Pubblicato in: Racconti

Turista suo malgrado, un racconto

Davide, un anno appena, scruta dall’alto, o meglio dal basso, del suo passeggino quanto lo circonda, ma è tutto troppo grande per lui, si perde cercando di rincorrere le prospettive e capire dove finiscono le strade, i palazzi. Questa città non sa proprio di niente, c’è troppo di tutto, eccettuate le cose divertenti e carine: lo striminzito giardinetto vicino a casa sua, dove lo porta qualche volta la nonna, pieno di altri bambini e nonne e mamme e bambini, con un paio di vecchi girelli e un’altalena, quello è tutta un altra cosa. Ma qui… cosa ci siamo venuti a fare, si chiede Davide smaniando nel suo sedile.

 

“Davide stai buono, siamo quasi arrivati” dice la mamma; ma sarà almeno la terza volta che lo dice, speriamo che sia quella buona. Girato un altro angolo il babbo e la mamma iniziano a emettere una serie di esclamazioni del tipo:

“Oh che bella!”

“Com’è maestosa”

“Che linea”

“Com’è grande”

“Dai, facciamo la fila per salire su”

Davide si sforza di guardare dove guardano loro per scoprire cosa li eccita tanto: non c’è niente di interessante, solo un muro, e su di esso un’enorme zampa di metallo che va in su. Davide tenta di individuare dove va a finire la zampa che ha più vicina e vede che si unisce con altre zampe e continua a salire con esse.

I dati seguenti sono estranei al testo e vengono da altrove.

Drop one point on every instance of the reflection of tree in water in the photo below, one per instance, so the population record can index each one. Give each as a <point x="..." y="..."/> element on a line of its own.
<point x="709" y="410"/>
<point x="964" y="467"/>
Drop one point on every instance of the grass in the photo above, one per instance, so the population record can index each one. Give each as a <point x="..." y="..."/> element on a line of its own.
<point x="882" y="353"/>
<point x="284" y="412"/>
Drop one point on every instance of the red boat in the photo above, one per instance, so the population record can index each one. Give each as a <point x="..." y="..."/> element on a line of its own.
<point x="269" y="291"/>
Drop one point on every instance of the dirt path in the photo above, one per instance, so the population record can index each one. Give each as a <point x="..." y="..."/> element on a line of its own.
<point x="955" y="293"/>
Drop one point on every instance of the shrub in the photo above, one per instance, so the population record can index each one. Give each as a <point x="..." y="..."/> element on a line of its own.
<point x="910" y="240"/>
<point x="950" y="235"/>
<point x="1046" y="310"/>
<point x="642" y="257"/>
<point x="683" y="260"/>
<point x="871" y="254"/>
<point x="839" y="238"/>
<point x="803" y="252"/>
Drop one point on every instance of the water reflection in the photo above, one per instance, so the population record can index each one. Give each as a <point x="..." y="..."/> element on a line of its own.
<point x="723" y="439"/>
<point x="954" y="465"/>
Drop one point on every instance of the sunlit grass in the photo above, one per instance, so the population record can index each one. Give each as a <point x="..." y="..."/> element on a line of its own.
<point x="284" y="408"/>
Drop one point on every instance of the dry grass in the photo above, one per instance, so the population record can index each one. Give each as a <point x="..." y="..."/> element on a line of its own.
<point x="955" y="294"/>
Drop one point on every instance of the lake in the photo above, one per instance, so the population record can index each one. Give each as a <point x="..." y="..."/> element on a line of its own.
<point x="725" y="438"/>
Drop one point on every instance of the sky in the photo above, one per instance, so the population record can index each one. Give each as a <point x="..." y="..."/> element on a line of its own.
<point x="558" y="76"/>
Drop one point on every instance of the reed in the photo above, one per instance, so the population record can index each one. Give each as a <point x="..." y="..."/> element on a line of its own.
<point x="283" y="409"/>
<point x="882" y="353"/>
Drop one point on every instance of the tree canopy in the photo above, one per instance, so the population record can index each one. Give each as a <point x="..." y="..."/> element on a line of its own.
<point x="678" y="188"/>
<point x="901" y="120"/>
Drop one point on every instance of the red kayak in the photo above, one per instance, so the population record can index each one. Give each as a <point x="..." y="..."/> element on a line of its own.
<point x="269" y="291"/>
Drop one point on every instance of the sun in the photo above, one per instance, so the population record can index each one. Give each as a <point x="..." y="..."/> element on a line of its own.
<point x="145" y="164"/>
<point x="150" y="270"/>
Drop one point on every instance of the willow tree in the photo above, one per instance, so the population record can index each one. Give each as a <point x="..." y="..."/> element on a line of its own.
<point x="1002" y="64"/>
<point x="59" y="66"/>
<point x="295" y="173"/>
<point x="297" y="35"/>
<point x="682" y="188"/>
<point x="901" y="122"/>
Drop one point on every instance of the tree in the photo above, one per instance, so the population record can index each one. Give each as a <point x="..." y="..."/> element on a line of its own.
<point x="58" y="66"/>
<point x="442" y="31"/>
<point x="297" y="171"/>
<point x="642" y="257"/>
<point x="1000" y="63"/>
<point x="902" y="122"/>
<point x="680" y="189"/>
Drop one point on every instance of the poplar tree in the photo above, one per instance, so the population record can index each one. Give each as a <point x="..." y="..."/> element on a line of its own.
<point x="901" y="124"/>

Pensa: “Forse arrivano fino al cielo”, perché non vede la cima della torre: allora un po’ di entusiasmo inizia a contagiarlo.

Intanto il babbo è riuscito a procurarsi i biglietti, e tutti e tre si mettono in fila per prendere l’ascensore. L’ascensore è una grossa stanza piena di gente, e ci fa caldo; dopo quello occorre prenderne un altro, ancora più stretto e affollato; la gente guarda di traverso il passeggino, è troppo ingombrante. Finalmente si scende: siamo arrivati in cielo? più probabilmente su una nuvola, a Davide non sembra di essere salito poi tanto. Niente di tutto questo: intorno a lui ci sono sbarre e reti, sembra una prigione. Il babbo lo prende in braccio, e gli dice “Guarda che bel paesaggio, questa è Parigi! Vedi le papere laggiù come sono piccine?” Davide guarda, ma non vede niente, si sente circondato dalla gente, dietro la rete intravede a malapena il cielo, che non sembra affatto più vicino.

Davide è così deluso che non riesce neanche a piangere, appena rimesso giù si accuccia nel passeggino, si succhia il pollice e cerca di immaginarsi sull’altalena vicino casa.